Suggested experience to aim for:

  • Two weeks in one or more veterinary practices, ideally covering both large and small animal work
  • Up to four weeks in a mixture of non-clinical placements which could include any of:
    • farms: cattle, sheep, pigs, poultry; dairy and lambing experiences are very useful
    • stables, kennels, catteries etc
    • veterinary or medical laboratories and pathology services
    • a day at an abattoir

If you are unable to secure large animal clinical experience with a vet it would be sensible to ensure you spend time on livestock farms to understand the nature of this work where you can also gain insights about the interaction with visiting vets

We appreciate it may be easier to gain smaller chunks of experience such as a day a week at a local vet practice and therefore do not expect your experience to be made up of week-long blocks at each placement.

For successful interviewees with relatively little work experience, we may make offers conditional on gaining further specified work experience.

Please note: the above are suggestions and ideas for work experience. This is not a checklist and achieving all these placements is not a requirement.

 

 

Further details

The school will also accept applications from students who are on the gateway preparatory year Extended Degree programme at Harper Adams University. Additional alternative pathways are currently being developed.

The progression requirements for these courses are still to be confirmed at the time of writing and will be available on the website in due course.

At this time, the school is unable to consider applications from students who require a Tier 4 visa.

Accreditation

The Royal College of Veterinary Surgeons (RCVS) quality assures veterinary degrees at UK vet schools by means of specific accreditation standards. Graduates from accredited schools join the RCVS Register as members allowing them to practise veterinary surgery in the UK.

Keele University, Harper Adams University and the Royal College of Veterinary Surgeons are working together to ensure that the new degree meets these standards and that graduates will be eligible for registration. Under the Veterinary Surgeons Act 1966, veterinary degrees must have a “recognition order” from the Privy Council before graduates can automatically be eligible for registration with the RCVS.

The Privy Council will take advice from the RCVS on this. The process takes a number of years as full approval cannot be considered until after the RCVS undertakes a formal inspection of the full course and its standards in 2025 when the first cohort of students will have completed their degrees.
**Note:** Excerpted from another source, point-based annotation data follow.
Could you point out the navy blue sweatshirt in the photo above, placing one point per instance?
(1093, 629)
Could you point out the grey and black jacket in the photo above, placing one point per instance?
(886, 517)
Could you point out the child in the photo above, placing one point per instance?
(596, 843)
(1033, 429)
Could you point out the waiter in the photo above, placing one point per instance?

Until that time, the School is liaising regularly with the RCVS to ensure that progress towards accreditation is maintained.

Should any unforeseen issues arise, the Veterinary Surgeons Act includes a provision to help ensure that those completing their final exams in an as-yet-unapproved degree may still be allowed to register, in that the Privy Council may invite the RCVS to set examinations for any students attending a non-approved UK veterinary degree course, or alternatively appoint RCVS External Examiners to oversee the standard of the final year examinations. Students who pass the RCVS-controlled examinations would then be able to register with the RCVS and practise as veterinary surgeons in the UK, regardless of the outcome of the degree’s accreditation process. This is in line with the arrangements for any new veterinary degree programmes.